Америка Викунья, чье белое тело расцветил тигровыми полосами пробивавшийся сквозь жалюзи свет, находилась в том возрасте, когда о смерти не думают. После обеда они любили друг друга, а потом заснули на излете сиесты, обнаженные, под вентилятором, вращавшим лопастями, но не заглушавшим звуки, похожие на шум града, — то разгуливали ауры по раскаленной цинковой крыше. Флорентино Ариса любил ее, как любил стольких женщин, случившихся за его долгую жизнь, но к этой любви примешивалось особое щемящее чувство: он был уверен, что умрет от старости, когда она только еще окончит высшую школу.

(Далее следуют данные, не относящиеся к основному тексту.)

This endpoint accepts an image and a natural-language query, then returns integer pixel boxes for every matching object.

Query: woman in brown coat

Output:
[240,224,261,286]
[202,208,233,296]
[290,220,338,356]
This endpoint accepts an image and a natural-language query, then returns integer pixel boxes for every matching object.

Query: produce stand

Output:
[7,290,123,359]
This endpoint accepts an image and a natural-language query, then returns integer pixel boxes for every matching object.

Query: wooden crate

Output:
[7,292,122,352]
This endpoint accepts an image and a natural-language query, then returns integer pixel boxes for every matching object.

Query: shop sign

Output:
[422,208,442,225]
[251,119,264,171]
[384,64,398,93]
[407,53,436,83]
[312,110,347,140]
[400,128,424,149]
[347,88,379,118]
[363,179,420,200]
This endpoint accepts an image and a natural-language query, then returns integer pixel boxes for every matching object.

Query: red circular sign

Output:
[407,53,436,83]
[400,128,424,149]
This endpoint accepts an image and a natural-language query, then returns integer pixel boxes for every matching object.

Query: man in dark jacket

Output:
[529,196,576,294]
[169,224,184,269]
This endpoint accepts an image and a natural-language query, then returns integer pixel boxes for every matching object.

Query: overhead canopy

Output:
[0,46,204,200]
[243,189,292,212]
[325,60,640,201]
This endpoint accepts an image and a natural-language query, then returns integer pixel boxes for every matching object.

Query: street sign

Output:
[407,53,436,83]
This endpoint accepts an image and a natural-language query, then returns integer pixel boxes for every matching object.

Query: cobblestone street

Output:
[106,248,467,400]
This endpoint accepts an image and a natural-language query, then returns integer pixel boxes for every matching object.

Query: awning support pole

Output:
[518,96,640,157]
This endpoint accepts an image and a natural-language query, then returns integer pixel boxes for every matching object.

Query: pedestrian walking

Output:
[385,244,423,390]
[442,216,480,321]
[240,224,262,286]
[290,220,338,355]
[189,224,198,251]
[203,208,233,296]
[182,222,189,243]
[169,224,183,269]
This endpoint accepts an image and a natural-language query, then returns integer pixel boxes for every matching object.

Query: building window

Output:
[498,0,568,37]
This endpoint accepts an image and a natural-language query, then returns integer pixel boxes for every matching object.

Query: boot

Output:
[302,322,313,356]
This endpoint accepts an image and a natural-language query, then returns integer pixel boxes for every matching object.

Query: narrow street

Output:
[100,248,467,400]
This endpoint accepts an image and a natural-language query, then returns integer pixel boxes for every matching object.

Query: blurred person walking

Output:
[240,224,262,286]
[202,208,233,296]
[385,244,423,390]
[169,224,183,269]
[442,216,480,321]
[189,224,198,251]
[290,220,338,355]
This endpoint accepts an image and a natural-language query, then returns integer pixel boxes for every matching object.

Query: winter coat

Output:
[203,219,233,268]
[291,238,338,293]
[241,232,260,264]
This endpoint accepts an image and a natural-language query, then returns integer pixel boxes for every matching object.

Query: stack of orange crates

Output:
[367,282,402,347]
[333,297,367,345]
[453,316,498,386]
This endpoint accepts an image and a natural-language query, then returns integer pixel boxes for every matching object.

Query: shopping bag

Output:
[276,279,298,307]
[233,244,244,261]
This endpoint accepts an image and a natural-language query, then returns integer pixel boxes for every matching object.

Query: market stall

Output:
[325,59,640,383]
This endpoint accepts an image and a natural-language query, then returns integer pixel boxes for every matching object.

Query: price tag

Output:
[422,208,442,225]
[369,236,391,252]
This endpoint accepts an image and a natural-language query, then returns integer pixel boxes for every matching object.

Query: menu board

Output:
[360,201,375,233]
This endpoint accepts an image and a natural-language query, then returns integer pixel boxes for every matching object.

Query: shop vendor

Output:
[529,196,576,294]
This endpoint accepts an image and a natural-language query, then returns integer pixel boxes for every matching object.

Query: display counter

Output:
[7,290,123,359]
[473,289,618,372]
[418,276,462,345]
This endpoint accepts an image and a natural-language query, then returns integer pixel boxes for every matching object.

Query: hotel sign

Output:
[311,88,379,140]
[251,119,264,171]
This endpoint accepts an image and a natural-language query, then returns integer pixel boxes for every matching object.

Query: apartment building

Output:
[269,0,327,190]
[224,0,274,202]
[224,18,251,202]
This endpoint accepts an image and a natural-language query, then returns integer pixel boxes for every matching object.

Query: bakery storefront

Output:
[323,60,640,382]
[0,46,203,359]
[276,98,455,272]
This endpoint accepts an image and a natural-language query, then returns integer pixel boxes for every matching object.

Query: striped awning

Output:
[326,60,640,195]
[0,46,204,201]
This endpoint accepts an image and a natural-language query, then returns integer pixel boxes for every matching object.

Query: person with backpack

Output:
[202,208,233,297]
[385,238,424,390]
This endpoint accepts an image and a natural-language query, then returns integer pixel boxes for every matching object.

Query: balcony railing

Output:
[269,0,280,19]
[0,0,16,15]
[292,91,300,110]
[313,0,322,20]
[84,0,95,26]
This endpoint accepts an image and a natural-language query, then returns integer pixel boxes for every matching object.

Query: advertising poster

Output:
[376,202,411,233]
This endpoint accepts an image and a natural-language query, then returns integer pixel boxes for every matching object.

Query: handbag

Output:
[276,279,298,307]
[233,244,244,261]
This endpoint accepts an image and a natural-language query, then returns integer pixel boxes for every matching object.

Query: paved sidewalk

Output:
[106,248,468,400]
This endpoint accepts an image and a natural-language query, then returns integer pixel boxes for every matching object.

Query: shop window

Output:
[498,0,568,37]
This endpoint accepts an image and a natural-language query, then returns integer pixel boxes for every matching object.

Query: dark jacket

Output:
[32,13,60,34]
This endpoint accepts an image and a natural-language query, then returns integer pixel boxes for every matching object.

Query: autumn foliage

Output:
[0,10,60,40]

Комната походила на каюту — фанерные стены, крашеные и перекрашенные, как на пароходе, — только здесь, несмотря на электрический вентилятор над постелью, было гораздо жарче, чем в каюте речного парохода в четыре часа пополудни — из-за отражавшей солнечные лучи металлической крыши. Это была не обычная спальня, а каюта, которую Флорентино Ариса велел построить на твердой земле, позади контор Карибского речного пароходства, и единственным ее назначением было служить надежным пристанищем для его стариковских утех. В обычные дни здесь трудно было спать из-за криков грузчиков, грохота портовых подъемных кранов и рева огромных пароходов у причала. Но для юной девушки эта каюта была воскресным раем.
На Троицын день они собирались оставаться здесь до самого возвращения в интернат, за пять минут до Анхелуса, но траурный колокольный звон напомнил Флорентино Арисе, что он обещал пойти на погребение Херемии де Сент-Амура, и потому он стал одеваться быстрее, чем обычно. Обычно он заплетал ей косу, которую сам же и расплетал перед тем, как предаться любви, а потом ставил ее на стол, чтобы завязать ей шнурки на школьных башмачках, которые сама она завязывала плохо. Он помогал ей без всякого дурного умысла, и она помогала ему помогать ей, принимая все как должное: оба с самых первых встреч утратили ощущение возраста и относились друг к другу с таким же доверием, с каким относятся супруги, которые за долгую совместную жизнь открыли друг другу столько всякого, что у них не осталось почти ничего сказать друг другу.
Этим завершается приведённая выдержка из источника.